Such was the nature of the calamity, and heavily did it weigh on the Athenians; death raging within the city and devastation without. Among other things which they remembered in their distress was, very naturally, the following verse, which the old men said had long ago been uttered:
‘A Dorian war shall come, and with it death.’”
Richard Crawley.
Xenophon, who in his “Hellenica” continued the story of the Peloponnesian War left unfinished by Thucydides, and carried the history of Greece as far as the battle of Mantine’a, 362 B.C., was born at Athens shortly after the middle of the fifth century. Of his early life we know nothing, save that he was the friend and pupil of Socrates; who, it is related, prepossessed with his intelligent countenance, once stopped him in a narrow way and demanded where men were made good and honest. Confused by the unexpected inquiry from so great a teacher, the boy hesitated; whereupon, the philosopher exclaimed, “Follow me and learn.” Xenophon obeyed, and became a faithful student of his master’s moral and philosophical doctrines. Together they braved the perils of the Peloponnesian War; and in the battle of De’lium (424 B.C.), where the flower of Athens’ chivalry fell, Xenophon’s life is said to have been saved by Socrates.
At the solicitation of his friend, Proxenus the Bœotian, Xenophon joined as a volunteer the famous Expedition of the Ten Thousand, made in the interest of Cyrus the Younger against his elder brother Artaxerxes, who occupied the Persian throne. Feeling the necessity of securing soldiers superior in bravery and discipline to the barbarian hordes through which he must cut his way to the capital, Cyrus supported the Spartans in the Peloponnesian War, in order to secure their aid in dethroning Artaxerxes. Accordingly, at his summons, about 10,000 Spartans and other Greeks, deceived at first as to the real object of the campaign, flocked to his standard, and in the spring of 401 B.C., with 100,000 Eastern troops, entered the confines of the Persian Empire.
On the plain of Cunaxa, ninety miles from Babylon, the decisive battle took place between the brothers, Artaxerxes having at his back an army of nearly a million men. Superior numbers, however, availed little against the superior discipline of the Greeks, who quickly routed the wing opposed to them; but Cyrus, already hailed as king, imprudently spurred into the disordered ranks of the foe, and was struck down while engaged in a furious hand-to-hand conflict with Artaxerxes.
The fall of Cyrus was the signal for his Asiatic troops to disperse, and the victors found themselves deserted in the heart of the enemy’s country, more than 1,200 miles from home.
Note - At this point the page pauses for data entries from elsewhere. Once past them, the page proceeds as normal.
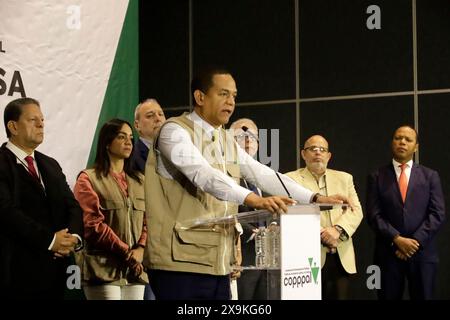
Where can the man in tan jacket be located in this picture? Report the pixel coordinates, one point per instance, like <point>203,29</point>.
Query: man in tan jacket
<point>337,226</point>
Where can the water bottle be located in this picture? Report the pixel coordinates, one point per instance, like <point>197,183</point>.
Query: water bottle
<point>260,248</point>
<point>275,246</point>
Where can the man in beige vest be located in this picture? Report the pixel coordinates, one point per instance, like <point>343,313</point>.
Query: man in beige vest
<point>193,173</point>
<point>338,226</point>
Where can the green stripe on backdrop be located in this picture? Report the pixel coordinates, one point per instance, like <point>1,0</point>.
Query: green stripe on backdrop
<point>122,93</point>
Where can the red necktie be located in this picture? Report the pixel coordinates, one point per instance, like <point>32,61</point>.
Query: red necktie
<point>402,182</point>
<point>31,168</point>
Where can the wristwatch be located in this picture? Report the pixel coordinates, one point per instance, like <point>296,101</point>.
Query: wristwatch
<point>315,197</point>
<point>342,234</point>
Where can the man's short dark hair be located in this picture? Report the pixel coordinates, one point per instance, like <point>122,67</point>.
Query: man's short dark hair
<point>407,126</point>
<point>14,109</point>
<point>203,80</point>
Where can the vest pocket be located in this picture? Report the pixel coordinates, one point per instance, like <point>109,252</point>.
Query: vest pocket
<point>196,246</point>
<point>97,266</point>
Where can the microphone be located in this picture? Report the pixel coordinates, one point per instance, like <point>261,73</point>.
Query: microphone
<point>245,129</point>
<point>284,186</point>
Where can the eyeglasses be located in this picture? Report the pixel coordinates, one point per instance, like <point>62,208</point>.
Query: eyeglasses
<point>124,137</point>
<point>316,148</point>
<point>245,135</point>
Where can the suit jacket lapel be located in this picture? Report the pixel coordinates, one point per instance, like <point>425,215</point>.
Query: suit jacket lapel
<point>45,172</point>
<point>392,180</point>
<point>309,181</point>
<point>414,178</point>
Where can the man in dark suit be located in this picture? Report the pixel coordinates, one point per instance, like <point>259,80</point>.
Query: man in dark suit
<point>148,118</point>
<point>41,222</point>
<point>405,208</point>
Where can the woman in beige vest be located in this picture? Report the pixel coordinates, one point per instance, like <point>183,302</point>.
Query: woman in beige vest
<point>111,195</point>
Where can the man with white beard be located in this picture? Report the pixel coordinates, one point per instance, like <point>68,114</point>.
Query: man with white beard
<point>337,226</point>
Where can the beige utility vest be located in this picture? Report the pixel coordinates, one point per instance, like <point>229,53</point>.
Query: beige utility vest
<point>172,205</point>
<point>125,217</point>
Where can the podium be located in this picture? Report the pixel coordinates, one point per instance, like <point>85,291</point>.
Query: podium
<point>294,250</point>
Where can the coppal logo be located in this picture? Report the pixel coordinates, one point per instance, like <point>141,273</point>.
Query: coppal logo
<point>374,20</point>
<point>374,279</point>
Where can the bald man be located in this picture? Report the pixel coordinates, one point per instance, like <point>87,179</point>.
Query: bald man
<point>337,226</point>
<point>148,119</point>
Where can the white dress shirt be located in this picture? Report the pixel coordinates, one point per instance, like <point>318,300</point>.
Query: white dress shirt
<point>398,170</point>
<point>176,152</point>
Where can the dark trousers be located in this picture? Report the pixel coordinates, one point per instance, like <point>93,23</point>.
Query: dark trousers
<point>335,280</point>
<point>395,272</point>
<point>148,293</point>
<point>171,285</point>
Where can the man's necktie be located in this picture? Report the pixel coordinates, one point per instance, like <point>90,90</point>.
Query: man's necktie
<point>31,168</point>
<point>253,188</point>
<point>402,182</point>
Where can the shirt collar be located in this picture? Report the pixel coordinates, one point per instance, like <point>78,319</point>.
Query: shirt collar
<point>397,164</point>
<point>19,153</point>
<point>148,143</point>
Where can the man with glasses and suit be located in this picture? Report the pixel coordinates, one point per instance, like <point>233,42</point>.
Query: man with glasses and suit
<point>337,225</point>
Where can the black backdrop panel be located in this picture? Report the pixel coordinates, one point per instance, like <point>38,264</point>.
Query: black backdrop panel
<point>254,39</point>
<point>434,131</point>
<point>339,55</point>
<point>278,117</point>
<point>359,133</point>
<point>164,52</point>
<point>433,25</point>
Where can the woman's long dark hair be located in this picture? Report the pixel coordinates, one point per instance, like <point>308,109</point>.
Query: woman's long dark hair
<point>108,133</point>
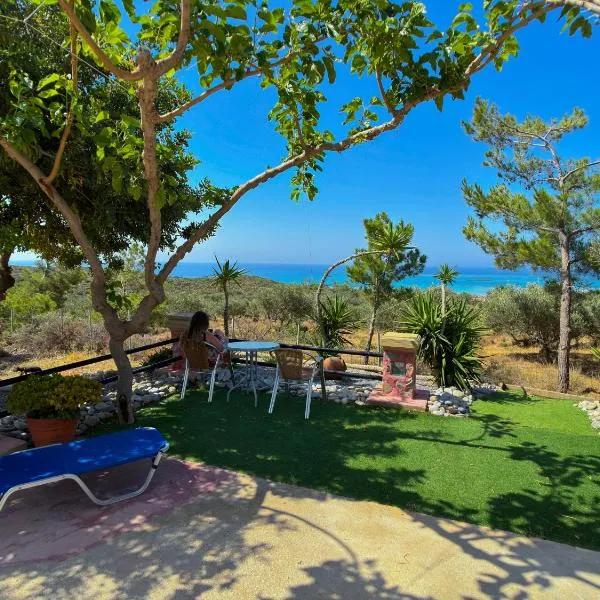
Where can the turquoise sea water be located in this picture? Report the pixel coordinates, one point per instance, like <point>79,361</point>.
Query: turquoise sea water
<point>472,280</point>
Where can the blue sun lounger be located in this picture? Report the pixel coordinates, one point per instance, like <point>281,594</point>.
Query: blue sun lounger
<point>49,464</point>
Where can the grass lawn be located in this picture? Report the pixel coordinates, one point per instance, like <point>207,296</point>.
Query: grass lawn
<point>527,465</point>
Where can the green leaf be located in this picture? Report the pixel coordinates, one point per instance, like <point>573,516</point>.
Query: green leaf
<point>50,93</point>
<point>101,116</point>
<point>109,11</point>
<point>48,80</point>
<point>236,12</point>
<point>329,66</point>
<point>359,63</point>
<point>131,121</point>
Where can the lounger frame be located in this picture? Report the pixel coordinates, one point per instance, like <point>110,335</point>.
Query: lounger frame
<point>99,501</point>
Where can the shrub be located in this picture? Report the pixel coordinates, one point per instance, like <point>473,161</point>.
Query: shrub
<point>158,356</point>
<point>448,343</point>
<point>529,315</point>
<point>53,396</point>
<point>56,333</point>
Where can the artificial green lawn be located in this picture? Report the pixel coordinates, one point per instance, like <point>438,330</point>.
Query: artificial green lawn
<point>527,465</point>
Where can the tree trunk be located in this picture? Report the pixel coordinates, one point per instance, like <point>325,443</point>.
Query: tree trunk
<point>125,381</point>
<point>226,312</point>
<point>443,300</point>
<point>318,311</point>
<point>564,343</point>
<point>371,333</point>
<point>6,278</point>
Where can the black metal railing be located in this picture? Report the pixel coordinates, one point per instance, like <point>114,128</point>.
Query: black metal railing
<point>104,357</point>
<point>88,361</point>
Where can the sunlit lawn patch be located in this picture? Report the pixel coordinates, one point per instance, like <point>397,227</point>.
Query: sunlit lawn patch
<point>527,465</point>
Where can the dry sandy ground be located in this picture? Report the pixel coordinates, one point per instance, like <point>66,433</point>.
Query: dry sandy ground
<point>201,532</point>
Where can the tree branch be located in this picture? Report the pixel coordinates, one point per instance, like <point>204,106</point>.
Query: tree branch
<point>383,94</point>
<point>147,96</point>
<point>171,61</point>
<point>227,84</point>
<point>108,64</point>
<point>592,6</point>
<point>577,169</point>
<point>522,20</point>
<point>70,117</point>
<point>98,274</point>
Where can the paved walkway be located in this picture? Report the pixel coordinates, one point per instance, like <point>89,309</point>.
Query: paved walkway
<point>201,532</point>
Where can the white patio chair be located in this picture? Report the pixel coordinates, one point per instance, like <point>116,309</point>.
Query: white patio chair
<point>291,367</point>
<point>196,357</point>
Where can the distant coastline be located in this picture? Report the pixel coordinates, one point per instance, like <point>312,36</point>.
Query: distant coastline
<point>472,280</point>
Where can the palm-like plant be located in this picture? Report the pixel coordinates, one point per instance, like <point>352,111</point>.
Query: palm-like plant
<point>449,341</point>
<point>338,320</point>
<point>446,276</point>
<point>223,275</point>
<point>385,239</point>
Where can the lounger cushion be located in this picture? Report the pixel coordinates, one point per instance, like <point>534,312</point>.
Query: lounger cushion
<point>80,456</point>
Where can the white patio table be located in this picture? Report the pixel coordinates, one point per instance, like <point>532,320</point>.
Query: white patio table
<point>250,349</point>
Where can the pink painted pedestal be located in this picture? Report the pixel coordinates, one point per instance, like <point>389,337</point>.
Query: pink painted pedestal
<point>398,381</point>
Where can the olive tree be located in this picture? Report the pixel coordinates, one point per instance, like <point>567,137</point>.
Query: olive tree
<point>294,51</point>
<point>377,272</point>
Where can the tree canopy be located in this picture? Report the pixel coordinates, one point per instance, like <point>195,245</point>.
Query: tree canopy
<point>297,52</point>
<point>377,272</point>
<point>545,211</point>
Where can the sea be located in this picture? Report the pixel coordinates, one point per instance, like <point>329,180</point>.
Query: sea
<point>472,280</point>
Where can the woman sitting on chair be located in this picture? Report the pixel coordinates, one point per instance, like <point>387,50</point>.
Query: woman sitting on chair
<point>203,349</point>
<point>199,331</point>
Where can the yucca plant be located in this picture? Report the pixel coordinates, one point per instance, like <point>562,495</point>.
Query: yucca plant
<point>449,341</point>
<point>338,320</point>
<point>225,274</point>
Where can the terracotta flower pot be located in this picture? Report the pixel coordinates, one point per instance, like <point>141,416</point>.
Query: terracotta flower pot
<point>334,363</point>
<point>51,431</point>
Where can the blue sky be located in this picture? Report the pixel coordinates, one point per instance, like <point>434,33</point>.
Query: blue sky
<point>412,173</point>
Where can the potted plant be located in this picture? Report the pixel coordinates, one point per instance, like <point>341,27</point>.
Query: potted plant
<point>51,404</point>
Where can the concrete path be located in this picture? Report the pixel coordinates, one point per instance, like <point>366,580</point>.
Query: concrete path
<point>201,532</point>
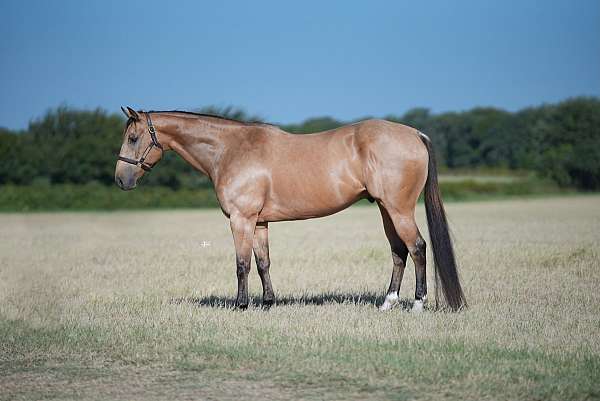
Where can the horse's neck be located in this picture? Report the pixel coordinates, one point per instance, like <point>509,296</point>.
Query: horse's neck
<point>201,141</point>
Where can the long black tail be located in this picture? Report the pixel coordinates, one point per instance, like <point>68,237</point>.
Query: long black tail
<point>443,253</point>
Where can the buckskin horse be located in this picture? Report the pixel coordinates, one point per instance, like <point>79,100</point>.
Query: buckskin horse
<point>262,174</point>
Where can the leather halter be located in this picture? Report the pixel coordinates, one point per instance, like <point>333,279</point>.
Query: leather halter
<point>154,143</point>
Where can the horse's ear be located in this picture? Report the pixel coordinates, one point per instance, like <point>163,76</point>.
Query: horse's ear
<point>133,114</point>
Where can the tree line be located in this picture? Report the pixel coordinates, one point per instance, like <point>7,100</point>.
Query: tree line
<point>557,141</point>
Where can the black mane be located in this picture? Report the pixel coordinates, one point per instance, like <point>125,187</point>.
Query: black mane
<point>207,115</point>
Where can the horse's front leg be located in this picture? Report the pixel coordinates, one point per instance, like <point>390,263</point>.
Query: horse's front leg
<point>261,255</point>
<point>242,228</point>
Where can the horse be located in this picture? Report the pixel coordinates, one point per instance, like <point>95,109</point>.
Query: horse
<point>262,174</point>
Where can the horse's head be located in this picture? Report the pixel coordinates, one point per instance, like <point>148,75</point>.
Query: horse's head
<point>140,150</point>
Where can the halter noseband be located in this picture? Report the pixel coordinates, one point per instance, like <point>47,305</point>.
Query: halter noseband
<point>154,143</point>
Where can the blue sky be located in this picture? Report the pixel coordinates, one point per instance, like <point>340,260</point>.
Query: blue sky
<point>287,61</point>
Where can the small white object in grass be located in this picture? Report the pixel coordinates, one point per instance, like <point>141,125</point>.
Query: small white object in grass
<point>418,306</point>
<point>390,301</point>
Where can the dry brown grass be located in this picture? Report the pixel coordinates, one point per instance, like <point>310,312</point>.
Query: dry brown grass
<point>130,306</point>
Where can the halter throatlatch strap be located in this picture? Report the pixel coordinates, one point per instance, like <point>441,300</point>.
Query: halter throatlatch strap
<point>153,143</point>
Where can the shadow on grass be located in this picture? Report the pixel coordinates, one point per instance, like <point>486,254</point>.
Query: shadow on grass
<point>216,301</point>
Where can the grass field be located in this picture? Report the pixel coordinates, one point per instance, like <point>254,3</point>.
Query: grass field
<point>130,305</point>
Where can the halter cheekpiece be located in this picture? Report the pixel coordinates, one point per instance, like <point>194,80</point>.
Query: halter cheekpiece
<point>154,143</point>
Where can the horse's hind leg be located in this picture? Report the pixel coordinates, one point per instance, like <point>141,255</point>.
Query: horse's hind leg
<point>406,228</point>
<point>261,255</point>
<point>399,254</point>
<point>243,232</point>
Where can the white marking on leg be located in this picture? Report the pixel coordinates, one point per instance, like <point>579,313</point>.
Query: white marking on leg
<point>418,306</point>
<point>390,301</point>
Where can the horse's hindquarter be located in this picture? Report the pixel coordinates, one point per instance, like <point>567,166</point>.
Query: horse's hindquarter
<point>312,175</point>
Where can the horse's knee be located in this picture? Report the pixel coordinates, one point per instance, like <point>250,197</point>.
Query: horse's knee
<point>243,267</point>
<point>263,265</point>
<point>419,250</point>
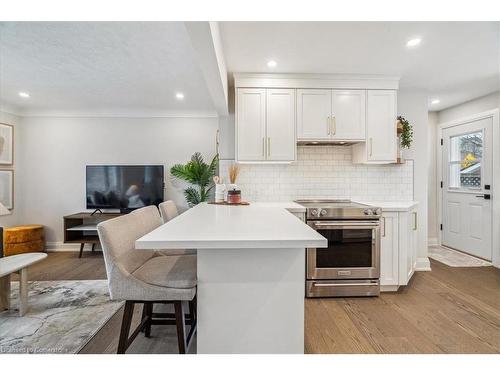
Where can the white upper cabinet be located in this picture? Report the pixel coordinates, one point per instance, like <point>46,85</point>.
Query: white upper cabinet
<point>381,138</point>
<point>280,125</point>
<point>381,119</point>
<point>251,125</point>
<point>348,119</point>
<point>314,110</point>
<point>331,115</point>
<point>265,125</point>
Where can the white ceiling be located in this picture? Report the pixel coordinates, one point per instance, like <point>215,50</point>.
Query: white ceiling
<point>136,68</point>
<point>100,68</point>
<point>456,61</point>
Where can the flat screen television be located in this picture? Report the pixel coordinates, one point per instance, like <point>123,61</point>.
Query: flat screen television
<point>124,187</point>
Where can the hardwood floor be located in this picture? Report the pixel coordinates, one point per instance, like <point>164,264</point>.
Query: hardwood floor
<point>447,310</point>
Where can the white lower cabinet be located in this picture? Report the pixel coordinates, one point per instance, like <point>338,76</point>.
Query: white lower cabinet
<point>389,255</point>
<point>265,125</point>
<point>398,248</point>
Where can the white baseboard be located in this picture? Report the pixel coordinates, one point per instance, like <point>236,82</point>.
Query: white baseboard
<point>61,246</point>
<point>389,288</point>
<point>433,241</point>
<point>423,264</point>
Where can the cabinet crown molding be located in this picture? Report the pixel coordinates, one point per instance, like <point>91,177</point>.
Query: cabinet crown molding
<point>319,81</point>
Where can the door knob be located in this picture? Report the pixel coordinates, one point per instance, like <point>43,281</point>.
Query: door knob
<point>485,196</point>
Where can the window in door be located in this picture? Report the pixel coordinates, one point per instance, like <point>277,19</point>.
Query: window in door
<point>466,151</point>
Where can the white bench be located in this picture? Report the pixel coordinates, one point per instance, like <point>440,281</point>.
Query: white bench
<point>19,264</point>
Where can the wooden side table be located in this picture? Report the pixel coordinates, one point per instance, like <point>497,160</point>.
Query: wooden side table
<point>16,264</point>
<point>81,228</point>
<point>23,239</point>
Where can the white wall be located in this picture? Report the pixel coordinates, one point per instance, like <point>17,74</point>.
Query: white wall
<point>412,104</point>
<point>432,184</point>
<point>8,118</point>
<point>472,107</point>
<point>54,153</point>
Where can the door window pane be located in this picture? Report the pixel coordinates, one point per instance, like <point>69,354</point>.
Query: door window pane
<point>466,152</point>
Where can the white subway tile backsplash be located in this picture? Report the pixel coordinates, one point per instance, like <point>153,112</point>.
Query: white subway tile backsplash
<point>324,172</point>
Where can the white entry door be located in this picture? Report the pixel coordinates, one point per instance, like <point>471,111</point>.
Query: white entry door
<point>466,191</point>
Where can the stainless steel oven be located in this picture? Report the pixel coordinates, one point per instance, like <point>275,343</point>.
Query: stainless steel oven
<point>350,264</point>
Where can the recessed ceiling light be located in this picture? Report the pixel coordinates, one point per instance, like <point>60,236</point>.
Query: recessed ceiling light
<point>272,64</point>
<point>413,42</point>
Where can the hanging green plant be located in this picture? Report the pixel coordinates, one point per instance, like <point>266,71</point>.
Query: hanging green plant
<point>406,137</point>
<point>199,175</point>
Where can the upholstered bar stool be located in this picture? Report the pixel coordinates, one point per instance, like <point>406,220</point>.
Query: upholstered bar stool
<point>168,211</point>
<point>141,276</point>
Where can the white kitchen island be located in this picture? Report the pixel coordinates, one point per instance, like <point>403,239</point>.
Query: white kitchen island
<point>251,272</point>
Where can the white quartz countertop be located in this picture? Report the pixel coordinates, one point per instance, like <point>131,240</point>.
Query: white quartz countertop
<point>391,206</point>
<point>289,206</point>
<point>208,226</point>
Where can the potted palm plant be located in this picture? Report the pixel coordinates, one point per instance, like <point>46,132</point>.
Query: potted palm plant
<point>405,136</point>
<point>199,174</point>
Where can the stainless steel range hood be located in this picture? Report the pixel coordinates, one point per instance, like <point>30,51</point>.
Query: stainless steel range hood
<point>327,142</point>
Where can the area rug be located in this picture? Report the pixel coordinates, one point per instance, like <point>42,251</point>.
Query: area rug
<point>62,316</point>
<point>455,258</point>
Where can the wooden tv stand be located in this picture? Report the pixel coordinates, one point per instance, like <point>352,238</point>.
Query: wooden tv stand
<point>82,227</point>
Their generals were soon after seized at a conference and put to death. In this crisis, by the advice of Xenophon, inspired as he tells us by a dream, new leaders were chosen, he himself in the place of his friend Proxenus, one of the murdered chiefs. A retreat was determined upon; and during fifteen months of indescribable hardships, he was the patient guide, the sympathetic but vigilant and prudent commander. At last, from a mountain height, the glittering Euxine broke upon the view of the van, a glad shout rent the air—“the Sea! the Sea!”—proclaiming that their sufferings were over, while officers and soldiers wept in each other’s arms. Here, in the neighborhood of Greek settlements, they were safe, and the march home was easy. The 8,600 survivors owed their lives to Xenophon.
This “Retreat” of the Greeks is the subject of Xenophon’s graphic and interesting history in seven books, the “Anabasis” (march up, though most of the work is occupied with what happened on the march down). The chaste, simple style of the author, who throughout modestly speaks of himself in the third person, recommends his pages to readers of every class. He writes to the point; there is no straining for effect. We extract the passage relating to
XENOPHON’S DREAM.
“After the generals were made prisoners, and such of the captains and soldiers as had accompanied them were put to death, the Greeks were in great perplexity, reflecting that they were not far from the king’s residence; that there were around them, on all sides, many hostile nations and cities; that no one would any longer afford them opportunities of purchasing provisions; that they were distant from Greece not less than ten thousand stadia; that there was no one to guide them on the way; that impassable rivers would intercept them in the midst of their course; that the Babylonians who had gone up with Cyrus had deserted them; and that they were left alone, having no cavalry to support them.